I am trying to figure out how to build an inexpensive tower or something else to elevate myself in my boat. I keep eyeing the poles that hold the net on my children's trampoline. I think can make it work, maybe.My boat only has a3 bow soft top and a radar arch.It will have to be built on the deck. What are some of the creative towers you all have seen?


----------



## no woryz (Oct 2, 2007)

Not sure if that would stand up to the stress, but good luck!...I have a used tower for sale , its my dads...pm me if ya want a pic...I will post in the for sale items later today...

Clint


----------



## Breeze Fabricators (Oct 2, 2007)

I have seen builders scaffolding on a sheet of plywood with rachet straps holding it in the boat. Was a pretty secure rig. What ever you do when you finish it please let me look at it. I won't pick it apart but I can tell you if it safe and stable. I don't mind helping anyone out. My first boat was a rental from sherman cove marina with a step ladder lashed down on the deck. :letsparty


----------



## GONU (Oct 3, 2007)

1 1/2" schedule 80 pvc would probably work good as long as you don't weigh 300#'s.


----------



## sniper (Oct 3, 2007)

one thing about the PVC as the sun beats on it the strenght will degrade. What will hold you today may not tomorrow.


----------



## The Raven (Oct 8, 2007)

There's a guy who fishes near Destin who has a home made tower made of 2" schedule 80 pvc pipe. If I get a chance to take a digital picture of it someday I'll putit up on theforum.

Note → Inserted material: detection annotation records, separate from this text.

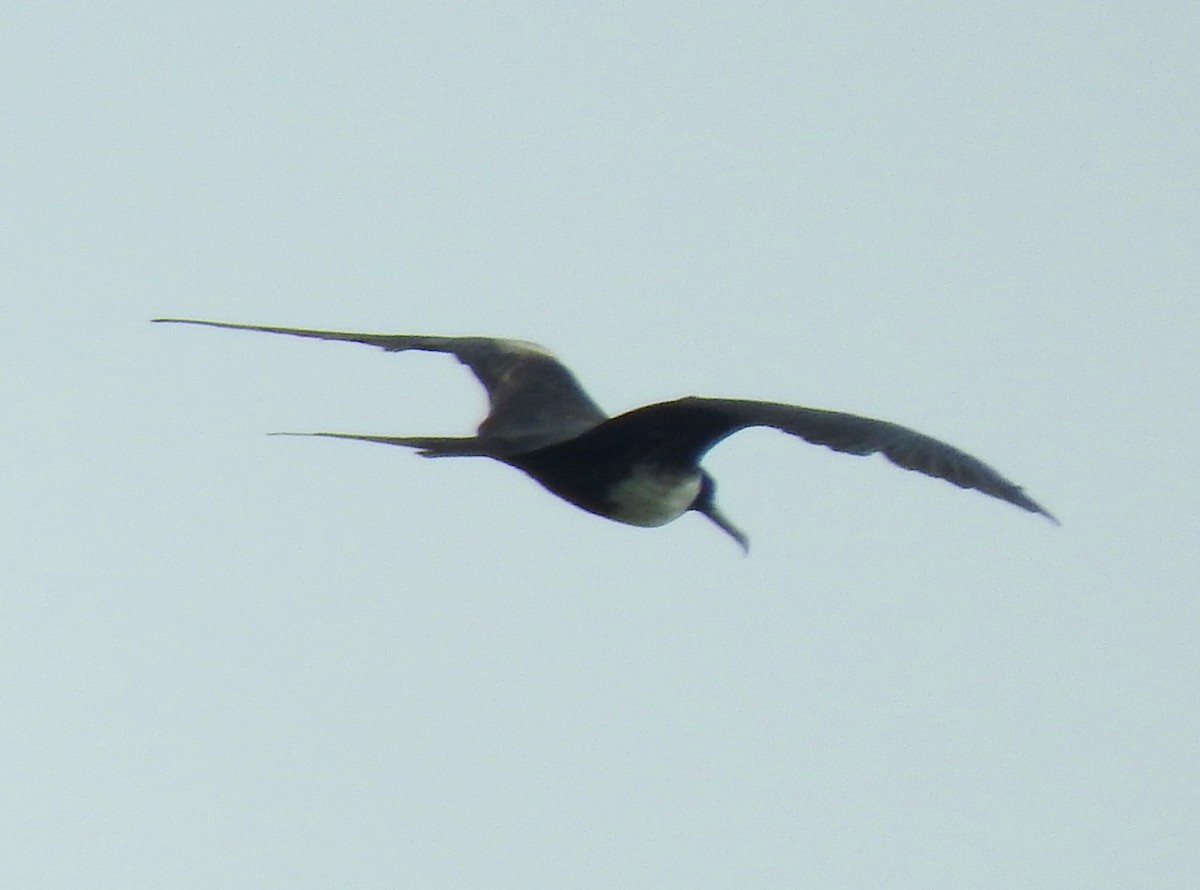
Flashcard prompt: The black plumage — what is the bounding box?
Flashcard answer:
[154,318,1057,549]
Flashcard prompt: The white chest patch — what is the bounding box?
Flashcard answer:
[608,469,700,527]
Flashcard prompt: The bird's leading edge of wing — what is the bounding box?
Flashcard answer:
[622,396,1058,525]
[152,318,607,453]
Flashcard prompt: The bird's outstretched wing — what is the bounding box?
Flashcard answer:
[154,318,607,456]
[608,396,1058,524]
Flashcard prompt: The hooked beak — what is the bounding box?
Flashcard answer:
[700,504,750,555]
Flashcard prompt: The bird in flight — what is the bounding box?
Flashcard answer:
[152,318,1058,551]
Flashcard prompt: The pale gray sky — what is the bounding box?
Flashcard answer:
[0,0,1200,890]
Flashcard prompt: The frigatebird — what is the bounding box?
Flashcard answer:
[154,318,1058,551]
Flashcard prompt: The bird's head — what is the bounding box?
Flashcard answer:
[691,471,750,553]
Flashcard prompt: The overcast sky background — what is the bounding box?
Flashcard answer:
[0,0,1200,889]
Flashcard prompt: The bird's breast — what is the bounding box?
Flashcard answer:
[607,467,700,527]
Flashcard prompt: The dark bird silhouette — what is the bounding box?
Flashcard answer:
[154,318,1058,551]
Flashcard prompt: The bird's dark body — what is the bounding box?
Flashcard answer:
[155,318,1057,548]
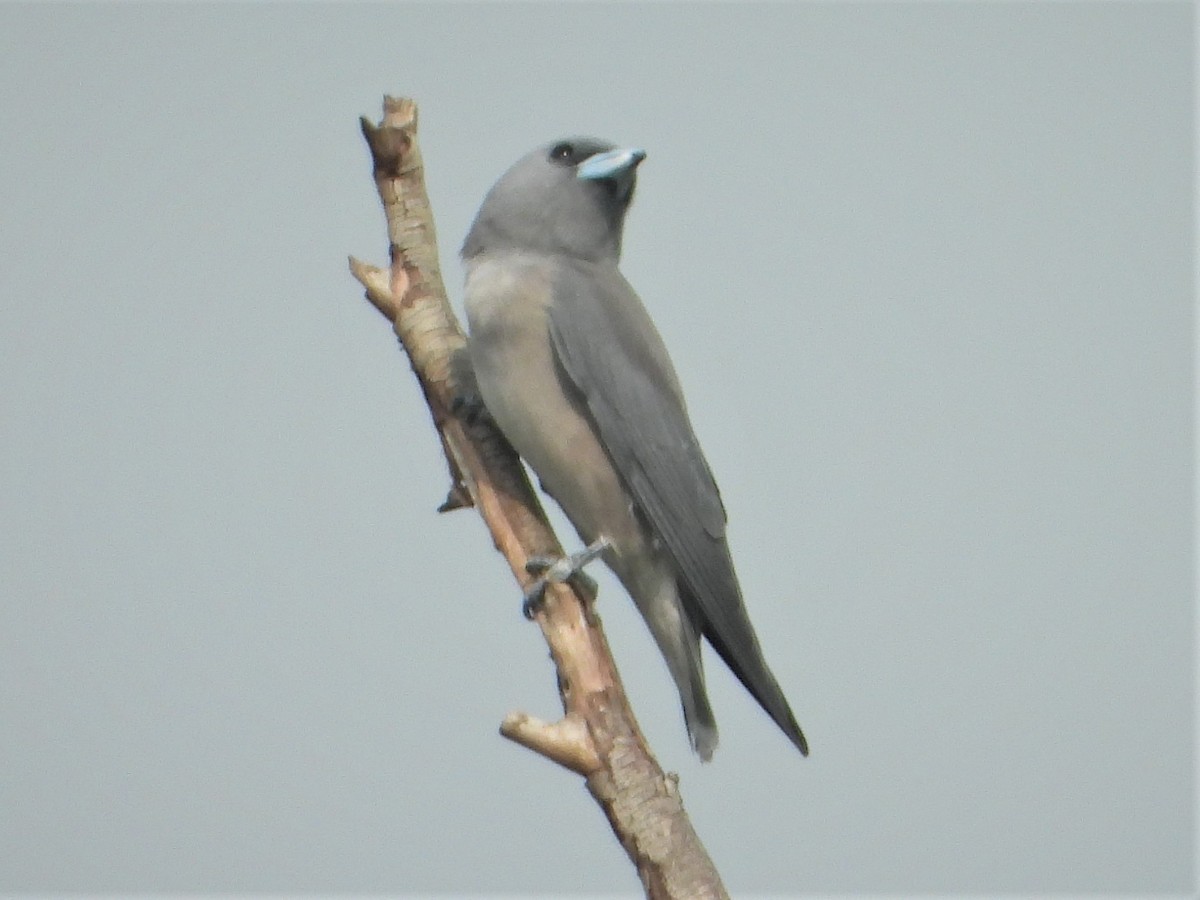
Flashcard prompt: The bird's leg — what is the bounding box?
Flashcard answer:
[521,536,612,619]
[450,391,492,426]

I've seen him use it a few times, but he's not a particularly big guy.

The thing to remember is that the weak point on something like that is going to be where it is connected at the base. Side torquewill be a real issue for a setup like that.


----------



## Scabs (Oct 30, 2007)

Thanks for the ideas guys. I went to Lowe's and checked out the scaffolding. I could probably make it work. Also, I looked at the galvinized steel pipes. They are cheap but quite heavy. Where is "MacGyver" when you need him?


----------



## Get'n Wade (Oct 28, 2007)

I saw a guy 2 years ago, he had a 10-12' aluminum step ladder strapped to his hardtop.


----------



## parrothead (Oct 1, 2007)

Hows this.


----------



## Get'n Wade (Oct 28, 2007)

There ya go. That proves 1 thing.A man will do anything to catch a fish. :clap.. That is some "good ole American ingenuity".After this post,I'm looking for thetallest step ladder they make.


----------



## L.Crooke (Jan 14, 2008)

ladders work good if they are strapped down and sturdy, but they are really really expensive


----------